The United States Navy has been working to design a railgun that can be easily fitted to battleships and other surface craft to bolster the military's current arsenal.
The rather impressive railgun you see in the video below may seem like something out of science fiction movie or novel, but the Navy has made it real. Indeed, the Pentagon has already test fired a smaller laboratory scale railgun as many as 1,000 times.
However, the first of a pair of larger prototype demonstrator railguns has now been test fired six times in a single week.
The weapon is described as a 32-megajoule prototype demonstrator designed by BAE. A second prototype demonstrator built by General Atomics will be delivered this year.
For the prototype shots, the Navy is using non-aerodynamic projectiles that slow quickly during testing.
"[Test shots used] non-aerodynamic slugs intended to slow down quickly," explained Tom Boucher, the Navy’s railgun test director at Naval Surface Warfare Center Dahlgren, Va. "But eventually the program intends to fire a very low-drag, high-speed projectile" to emulate a combat scenario.
The Navy is hoping the railgun will initially be capable of achieving a range of 50 to 100 nautical miles, and eventually expand to a radius of 220 nautical miles.

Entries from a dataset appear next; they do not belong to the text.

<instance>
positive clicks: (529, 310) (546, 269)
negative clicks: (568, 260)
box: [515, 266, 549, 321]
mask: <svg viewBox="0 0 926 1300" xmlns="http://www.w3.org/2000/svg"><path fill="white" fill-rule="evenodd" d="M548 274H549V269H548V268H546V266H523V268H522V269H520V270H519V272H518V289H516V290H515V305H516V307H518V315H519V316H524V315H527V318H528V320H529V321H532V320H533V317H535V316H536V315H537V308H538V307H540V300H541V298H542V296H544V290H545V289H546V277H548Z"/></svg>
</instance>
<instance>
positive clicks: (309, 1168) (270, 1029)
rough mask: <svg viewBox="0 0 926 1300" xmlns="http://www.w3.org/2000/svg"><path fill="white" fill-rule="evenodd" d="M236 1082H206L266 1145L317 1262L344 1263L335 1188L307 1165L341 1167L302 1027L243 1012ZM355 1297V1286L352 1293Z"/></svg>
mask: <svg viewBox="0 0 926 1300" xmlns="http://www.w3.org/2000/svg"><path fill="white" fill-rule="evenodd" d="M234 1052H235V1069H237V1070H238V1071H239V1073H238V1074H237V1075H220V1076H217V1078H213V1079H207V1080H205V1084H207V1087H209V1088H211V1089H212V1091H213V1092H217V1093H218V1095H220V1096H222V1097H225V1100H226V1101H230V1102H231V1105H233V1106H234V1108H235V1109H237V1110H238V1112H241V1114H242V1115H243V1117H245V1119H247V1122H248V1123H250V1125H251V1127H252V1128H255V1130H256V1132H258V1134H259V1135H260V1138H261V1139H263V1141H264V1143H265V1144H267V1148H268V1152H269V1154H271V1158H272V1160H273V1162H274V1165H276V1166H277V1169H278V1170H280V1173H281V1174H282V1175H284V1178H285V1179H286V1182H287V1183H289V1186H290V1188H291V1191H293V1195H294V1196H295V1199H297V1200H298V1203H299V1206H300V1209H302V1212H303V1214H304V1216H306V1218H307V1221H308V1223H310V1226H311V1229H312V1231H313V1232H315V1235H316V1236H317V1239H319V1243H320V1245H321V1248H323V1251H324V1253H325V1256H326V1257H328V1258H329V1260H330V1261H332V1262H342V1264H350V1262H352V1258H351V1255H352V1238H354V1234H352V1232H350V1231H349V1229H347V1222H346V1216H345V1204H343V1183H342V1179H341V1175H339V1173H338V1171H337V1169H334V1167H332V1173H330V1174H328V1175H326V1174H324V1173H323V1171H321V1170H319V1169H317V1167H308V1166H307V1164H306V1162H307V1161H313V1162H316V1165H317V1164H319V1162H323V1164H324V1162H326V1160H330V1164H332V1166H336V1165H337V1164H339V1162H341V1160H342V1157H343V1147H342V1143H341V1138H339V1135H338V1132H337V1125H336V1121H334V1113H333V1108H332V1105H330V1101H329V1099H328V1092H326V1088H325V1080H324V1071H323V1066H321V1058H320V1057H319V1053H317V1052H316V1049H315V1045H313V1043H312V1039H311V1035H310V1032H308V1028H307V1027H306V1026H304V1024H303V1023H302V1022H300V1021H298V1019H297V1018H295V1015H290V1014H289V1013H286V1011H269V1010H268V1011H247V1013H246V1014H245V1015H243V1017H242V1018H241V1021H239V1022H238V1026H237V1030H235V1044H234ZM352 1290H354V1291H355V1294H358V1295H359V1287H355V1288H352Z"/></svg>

The railgun uses electricity to fire its projectiles rather than gunpowder. It can shoot projectiles at thousands of miles per hour with deadly accuracy, as kinetic energy delivers the force needed to destroy targets. This particular prototype weapon was delivered on February 6, and the second prototype weapon will be delivered in April. The Navy estimates the weapon is likely to go into service sometime between 2020 and 2025.
"The new guns are a significant step beyond the laboratory-style launchers, which are big, bulky, not anything you would put on a Navy ship," said Roger Ellis, program manager of EM Railgun.
"The new industry prototypes are a step beyond and much closer to the fit and form that we might want to put on a ship someday - lighter weight, able to train and elevate."